Supreme Court Ruling Could Have Big Implications for School Choice Policy in North Dakota


Front closeup view of a yellow school bus

For years now proponents of school choice here in North Dakota have proposed policies which would direct, through one mechanism or another, public dollars to private schools. Essentially different iterations of school choice policy, where public dollars follow students to whatever schools their parents choose be they public or private.

The roadblock to implementing this policy is the state constitution which has a version of what’s called the Blaine Amendment.

The original Blaine Amendment was a proposed change to the U.S. Constitution. It failed, but most states in the nation adopted language similar to it into their constitutions, including North Dakota. This language generally prohibits the use of public dollars on institutions of education with a religious affiliation.

This brings us to yesterday’s Supreme Court ruling in Trinity Lutheran Church of Columbia, Inc. v. Comer (opinion at the link).

At issue was public funding for playground resurfacing. The State of Missouri denied that funding to Trinity Lutheran Church citing the the Blaine Amendment language in their state constitution which reads:

That no money shall ever be taken from the public treasury, directly or indirectly, in aid of any church, sect or denomination of religion, or in aid of any priest, preacher, minister or teacher thereof, as such; and that no preference shall be given to nor any discrimination made against any church, sect or creed of religion, or any form of religious faith or worship.

The church filed suit, arguing that it was religious discrimination. In a 7-2 decision, SCOTUS agreed calling the discrimination “odious to our Constitution.” What this means is that the government can’t deny public funds to religious organizations simply because they’re religious. The “separation of church and state” doctrine isn’t enough.

That’s a major victory for religious liberty, though narrowed by a footnote in the opinion which reads: “This case involves express discrimination based on religious identity with respect to playground resurfacing. We do not address religious uses of funding or other forms of discrimination.”

Justices Thomas and Gorsuch dissented from that position, Justice Breyer emphasized it in his concurring opinion, but it’s clear that the majority on the court are in favor of this opinion being read narrowly.

Still, there are implications here for the legality of Blaine Amendment language.

North Dakota’s version of the language is much more narrow than Missouri’s. Here’s how it reads in our state constitution:

No money raised for the support of the public schools of the state shall be appropriated to or used for the support of any sectarian school.

That language would still seem to be in trouble given the SCOTUS ruling in Trinity even if we read it narrowly.
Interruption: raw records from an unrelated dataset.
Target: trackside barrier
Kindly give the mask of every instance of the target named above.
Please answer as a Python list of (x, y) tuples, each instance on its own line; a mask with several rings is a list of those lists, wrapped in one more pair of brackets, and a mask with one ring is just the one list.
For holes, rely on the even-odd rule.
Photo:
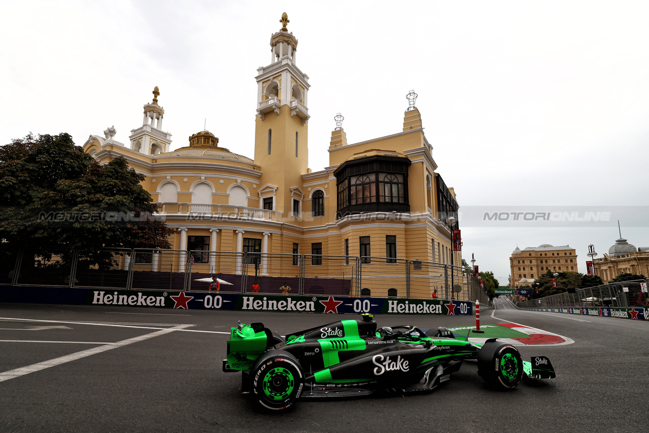
[(468, 269), (391, 257), (106, 248), (45, 254), (0, 250), (0, 286), (336, 296), (363, 298), (489, 299)]
[(649, 280), (613, 283), (576, 289), (575, 293), (517, 303), (520, 309), (535, 311), (600, 316), (640, 320), (649, 320), (646, 290)]
[(412, 298), (357, 298), (121, 290), (25, 286), (20, 290), (0, 288), (0, 302), (133, 307), (242, 312), (312, 312), (337, 314), (467, 316), (472, 303)]

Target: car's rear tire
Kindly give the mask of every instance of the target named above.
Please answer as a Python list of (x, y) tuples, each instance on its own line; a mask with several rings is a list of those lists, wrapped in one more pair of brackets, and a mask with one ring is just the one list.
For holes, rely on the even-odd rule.
[(300, 398), (304, 373), (299, 361), (288, 352), (273, 350), (259, 357), (251, 369), (250, 396), (262, 411), (293, 409)]
[(478, 374), (492, 388), (512, 390), (522, 378), (522, 358), (512, 345), (487, 342), (478, 354)]
[(428, 337), (443, 337), (448, 338), (453, 338), (453, 333), (450, 332), (443, 326), (438, 327), (437, 329), (428, 329), (426, 331), (426, 336)]

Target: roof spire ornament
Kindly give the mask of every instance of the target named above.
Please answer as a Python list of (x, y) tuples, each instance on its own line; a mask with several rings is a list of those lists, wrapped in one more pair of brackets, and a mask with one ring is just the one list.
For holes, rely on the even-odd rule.
[(280, 30), (280, 31), (288, 32), (288, 29), (286, 29), (286, 25), (290, 23), (291, 21), (289, 21), (288, 16), (286, 15), (286, 12), (284, 12), (282, 14), (282, 19), (280, 19), (280, 22), (282, 23), (282, 29)]
[(156, 86), (153, 89), (153, 103), (154, 104), (157, 104), (158, 103), (158, 97), (160, 96), (160, 91), (158, 88), (158, 86)]
[(406, 95), (406, 99), (408, 99), (408, 110), (406, 111), (410, 111), (412, 110), (417, 110), (417, 107), (415, 106), (415, 101), (417, 100), (417, 93), (415, 93), (414, 90), (411, 90)]

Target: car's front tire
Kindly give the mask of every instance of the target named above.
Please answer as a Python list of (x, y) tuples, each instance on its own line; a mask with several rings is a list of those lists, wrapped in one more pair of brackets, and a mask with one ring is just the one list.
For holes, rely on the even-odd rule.
[(478, 374), (492, 388), (513, 389), (522, 378), (522, 358), (512, 345), (487, 342), (478, 354)]
[(304, 373), (299, 361), (288, 352), (272, 350), (260, 357), (251, 370), (252, 404), (264, 411), (293, 409), (300, 398)]

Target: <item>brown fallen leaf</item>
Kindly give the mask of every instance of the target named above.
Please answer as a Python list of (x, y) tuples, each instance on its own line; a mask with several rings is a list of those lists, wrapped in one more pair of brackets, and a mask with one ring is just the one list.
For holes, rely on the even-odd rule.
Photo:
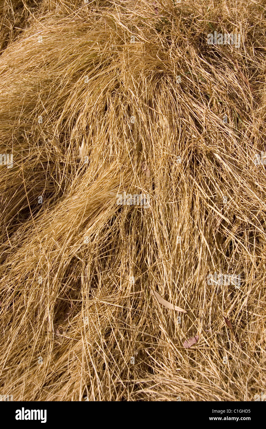
[(185, 348), (189, 348), (191, 346), (192, 346), (193, 344), (195, 344), (198, 341), (199, 337), (198, 335), (195, 335), (195, 337), (193, 338), (189, 338), (187, 341), (185, 341), (183, 343), (183, 345)]
[(175, 310), (176, 311), (180, 311), (180, 313), (186, 313), (186, 310), (183, 310), (183, 308), (180, 308), (180, 307), (174, 305), (173, 304), (171, 304), (171, 302), (169, 302), (166, 299), (164, 299), (159, 293), (155, 291), (151, 291), (151, 296), (153, 298), (157, 299), (158, 302), (162, 305), (167, 307), (168, 308), (171, 308), (171, 310)]
[(230, 321), (228, 320), (228, 319), (227, 319), (226, 317), (225, 317), (224, 316), (224, 319), (225, 319), (225, 321), (226, 324), (227, 325), (228, 328), (230, 328), (231, 329), (233, 329), (233, 326), (232, 326), (232, 324), (230, 322)]

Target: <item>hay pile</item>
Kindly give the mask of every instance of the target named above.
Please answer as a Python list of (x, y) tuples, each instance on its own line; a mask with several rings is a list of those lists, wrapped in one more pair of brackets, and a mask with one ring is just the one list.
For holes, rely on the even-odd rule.
[(0, 393), (265, 389), (266, 6), (4, 0)]

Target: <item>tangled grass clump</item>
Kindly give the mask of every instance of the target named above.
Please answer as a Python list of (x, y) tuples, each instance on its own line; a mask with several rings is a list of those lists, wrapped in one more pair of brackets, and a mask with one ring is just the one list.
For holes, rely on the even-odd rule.
[[(266, 2), (4, 0), (0, 14), (0, 393), (254, 400)], [(214, 31), (240, 46), (208, 45)]]

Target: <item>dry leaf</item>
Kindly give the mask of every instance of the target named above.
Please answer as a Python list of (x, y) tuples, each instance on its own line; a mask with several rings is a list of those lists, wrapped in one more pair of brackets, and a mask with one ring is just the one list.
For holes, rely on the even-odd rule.
[(195, 344), (199, 338), (198, 335), (195, 335), (193, 338), (189, 338), (187, 341), (185, 341), (183, 345), (185, 348), (189, 348), (193, 344)]
[(226, 323), (226, 324), (227, 325), (228, 328), (230, 328), (231, 329), (233, 329), (233, 326), (232, 326), (232, 324), (230, 321), (228, 320), (228, 319), (227, 319), (226, 317), (225, 317), (224, 316), (224, 319), (225, 319), (225, 321)]
[(177, 307), (176, 305), (174, 305), (174, 304), (171, 304), (171, 302), (169, 302), (168, 301), (164, 299), (159, 293), (157, 293), (155, 291), (151, 291), (151, 296), (154, 298), (156, 298), (160, 304), (161, 304), (162, 305), (164, 305), (165, 307), (167, 307), (168, 308), (171, 308), (171, 310), (175, 310), (176, 311), (180, 311), (181, 313), (186, 313), (186, 311), (185, 310), (180, 308), (180, 307)]

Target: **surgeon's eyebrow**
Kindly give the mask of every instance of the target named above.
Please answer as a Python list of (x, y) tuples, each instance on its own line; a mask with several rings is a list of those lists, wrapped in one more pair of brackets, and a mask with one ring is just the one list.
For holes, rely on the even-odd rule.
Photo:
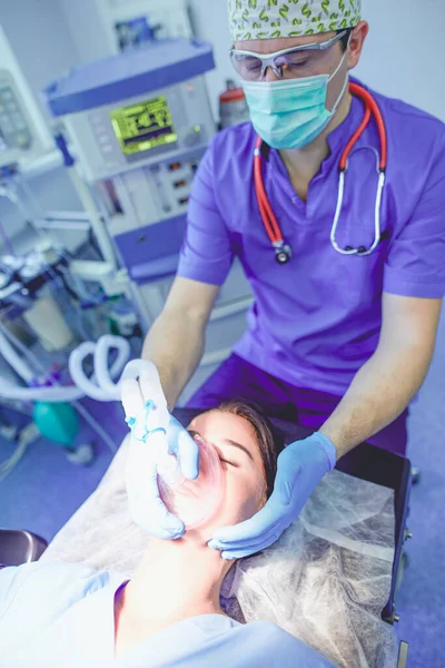
[(227, 443), (227, 445), (233, 445), (234, 448), (238, 448), (239, 450), (243, 450), (247, 456), (249, 456), (251, 459), (251, 461), (254, 461), (254, 458), (251, 455), (251, 452), (245, 448), (245, 445), (241, 445), (240, 443), (237, 443), (236, 441), (233, 441), (231, 439), (222, 439), (224, 443)]

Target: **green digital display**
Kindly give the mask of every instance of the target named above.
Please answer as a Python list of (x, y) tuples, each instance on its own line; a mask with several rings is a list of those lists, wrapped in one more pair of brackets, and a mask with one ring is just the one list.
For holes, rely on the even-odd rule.
[(115, 109), (110, 116), (120, 148), (127, 156), (178, 140), (165, 97)]

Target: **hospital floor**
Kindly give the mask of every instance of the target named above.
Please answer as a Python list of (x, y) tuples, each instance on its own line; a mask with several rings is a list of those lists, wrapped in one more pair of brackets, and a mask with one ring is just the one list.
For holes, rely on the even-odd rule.
[[(409, 566), (396, 607), (396, 630), (409, 642), (411, 668), (445, 666), (445, 314), (435, 358), (409, 422), (409, 456), (422, 472), (413, 489), (407, 546)], [(119, 444), (126, 433), (118, 405), (87, 404)], [(14, 471), (0, 482), (0, 527), (29, 529), (48, 541), (95, 490), (112, 459), (111, 451), (82, 428), (79, 442), (93, 442), (89, 468), (68, 462), (62, 449), (40, 439)], [(0, 461), (13, 451), (0, 440)], [(355, 667), (350, 667), (355, 668)]]

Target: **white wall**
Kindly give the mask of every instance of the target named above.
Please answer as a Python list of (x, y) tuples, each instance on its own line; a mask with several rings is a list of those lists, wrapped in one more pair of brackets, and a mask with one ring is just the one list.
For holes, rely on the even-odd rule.
[(357, 76), (445, 121), (445, 1), (363, 0), (370, 31)]
[(79, 60), (59, 0), (0, 0), (0, 23), (44, 110), (41, 90)]

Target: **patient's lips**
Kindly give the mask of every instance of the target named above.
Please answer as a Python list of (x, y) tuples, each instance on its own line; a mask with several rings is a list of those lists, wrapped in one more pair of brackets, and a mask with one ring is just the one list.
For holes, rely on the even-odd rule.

Case in point, a few years ago the Legislature was debating funding for automated external defibrillators in schools. Lobbyists representing the public schools quietly worked lawmakers to deny that funding for religious schools arguing that it would violate the state constitutions Blaine Amendment language.

I think the days of those arguments holding sway are probably over.

The days of that language being invoked against school choice policy, or any other direct public aid for education at private religious schools, are probably not over given how the SCOTUS majority narrowed their opinion.

Still, the Blaine Amendment has been weakened. That’s a win for the proponents of school choice.